Closed
Description
Consider the following simple program:
#include <errno.h>
#include <fcntl.h>
#include <unistd.h>
#include <stdio.h>
#include <stdlib.h>
#include <string.h>
#include <sys/stat.h>
int
main()
{
int fd;
struct stat st;
fd = open("/etc/passwd", O_RDONLY);
if (fd < 0) {
printf("open failed: %s\n", strerror(errno));
return 1;
}
if (fstat(fd, &st) < 0) {
printf("fstat failed: %s\n", strerror(errno));
return 1;
}
close(fd);
}
When compiled on a POWER system (Ubuntu 22.04.3 LTS (GNU/Linux 5.15.0-83-generic ppc64le)
) with -fsanitize=thread
, regardless of the optimization level used, always fails with fstat failed: Invalid argument
. (i.e. the fstat
interceptor has returned EINVAL
)
This happens using either the Ubuntu-provided compiler (gcc version 11.4.0 (Ubuntu 11.4.0-1ubuntu1~22.04)
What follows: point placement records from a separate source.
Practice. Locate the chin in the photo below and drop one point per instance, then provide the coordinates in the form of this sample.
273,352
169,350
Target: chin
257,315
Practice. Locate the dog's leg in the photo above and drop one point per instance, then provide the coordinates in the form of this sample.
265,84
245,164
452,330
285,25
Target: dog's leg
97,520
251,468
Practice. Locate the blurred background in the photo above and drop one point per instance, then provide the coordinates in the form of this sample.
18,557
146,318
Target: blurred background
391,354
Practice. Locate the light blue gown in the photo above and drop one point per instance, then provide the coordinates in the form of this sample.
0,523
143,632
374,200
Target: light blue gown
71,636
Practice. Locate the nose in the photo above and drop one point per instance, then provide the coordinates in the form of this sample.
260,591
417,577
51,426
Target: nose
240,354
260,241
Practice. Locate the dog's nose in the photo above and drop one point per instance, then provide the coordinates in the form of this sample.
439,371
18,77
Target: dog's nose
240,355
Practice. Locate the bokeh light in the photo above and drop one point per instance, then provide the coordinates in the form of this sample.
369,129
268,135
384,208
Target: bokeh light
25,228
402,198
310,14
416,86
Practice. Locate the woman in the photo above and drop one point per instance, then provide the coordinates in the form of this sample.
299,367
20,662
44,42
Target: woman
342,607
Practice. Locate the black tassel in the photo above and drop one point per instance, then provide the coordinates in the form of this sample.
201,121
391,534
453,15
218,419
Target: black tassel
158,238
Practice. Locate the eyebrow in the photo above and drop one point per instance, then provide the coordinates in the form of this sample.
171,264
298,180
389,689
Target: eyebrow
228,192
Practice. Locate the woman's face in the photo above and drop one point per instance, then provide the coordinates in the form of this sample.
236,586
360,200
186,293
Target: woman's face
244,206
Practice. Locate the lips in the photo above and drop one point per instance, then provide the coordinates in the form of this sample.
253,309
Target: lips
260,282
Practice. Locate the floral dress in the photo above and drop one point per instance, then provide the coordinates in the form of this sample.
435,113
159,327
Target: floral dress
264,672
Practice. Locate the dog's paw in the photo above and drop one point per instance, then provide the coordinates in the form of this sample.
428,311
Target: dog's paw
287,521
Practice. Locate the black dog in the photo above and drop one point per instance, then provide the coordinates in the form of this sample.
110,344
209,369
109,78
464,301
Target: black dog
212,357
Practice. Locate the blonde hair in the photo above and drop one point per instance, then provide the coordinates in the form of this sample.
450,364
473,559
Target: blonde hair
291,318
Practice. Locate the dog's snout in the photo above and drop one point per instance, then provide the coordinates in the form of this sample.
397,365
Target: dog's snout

) or a fresh build of llvm trunk. (with -DLLVM_ENABLE_PROJECTS='clang;compiler-rt;lld'
to be sure to build a fresh TSan library as well)
Running the binary under strace
shows no actual fstat
system call occurring.
This behaviour seems to be specific to TSan on POWER systems; the same test program run on amd64 or arm64 completes without errors.